Prince George’s schools’ new CEO excited, with little time to prepare

WASHINGTON – The first day of class for kids in Prince George’s County is August 19. The newly-appointed chief executive officer, Dr. Kevin Maxwell, could have less than three full weeks to get ready for the big day.

Maxwell says he would like to start by August 1, but his contract s still being finalized.

Maxwell’s appointment was controversial — some community groups said they felt shut out of the selection process. Despite the controversy, Maxwell says he’s excited about getting to work.

“Knowing that everybody wants what’s best for children and what’s best for Prince George’s County makes me very optimistic we’ll be able to work through those structural issues,” Maxwell says.

Among the first thing to get his attention: the quality of instruction across the county’s school system. Maxwell wants to make sure there is consistency in what is taught.

“That doesn’t mean that you have to have everything completely scripted,” he says.

Maxwell explains some flexibility has to be given so teachers can tailor instruction to the abilities and needs of their students. “But, you still have to get to the end. You have to get covered what you need covered,” he says.

Maxwell is leaving Anne Arundel County to go to Prince George’s where he attended elementary, middle and high school.

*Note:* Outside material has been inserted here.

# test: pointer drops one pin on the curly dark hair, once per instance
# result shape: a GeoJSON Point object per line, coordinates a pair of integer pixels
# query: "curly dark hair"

Last week, when his appointment was officially announced, Maxwell said he looked forward to “spending the rest of his life” working in Prince George’s where he lives.

When asked if he was recruited for a predetermined number of years, Maxwell said no, but added he hopes to get his contract renewed in four years. That would give him two four-year contracts.

Referring to the committee that recruited him he said, “They were very clear that they want to stop this turnover. I’ll be the eighth superintendent in 14 years.”

Maxwell’s departure from the Anne Arundel County school system came as a surprise to officials there. His contract in Anne Arundel requires that he give the school board three month’s notice — his departure was made public when it was leaked prior to Friday’s announcement in Hyattsville, Md.

WTOP’s Kate Ryan contributed to this story.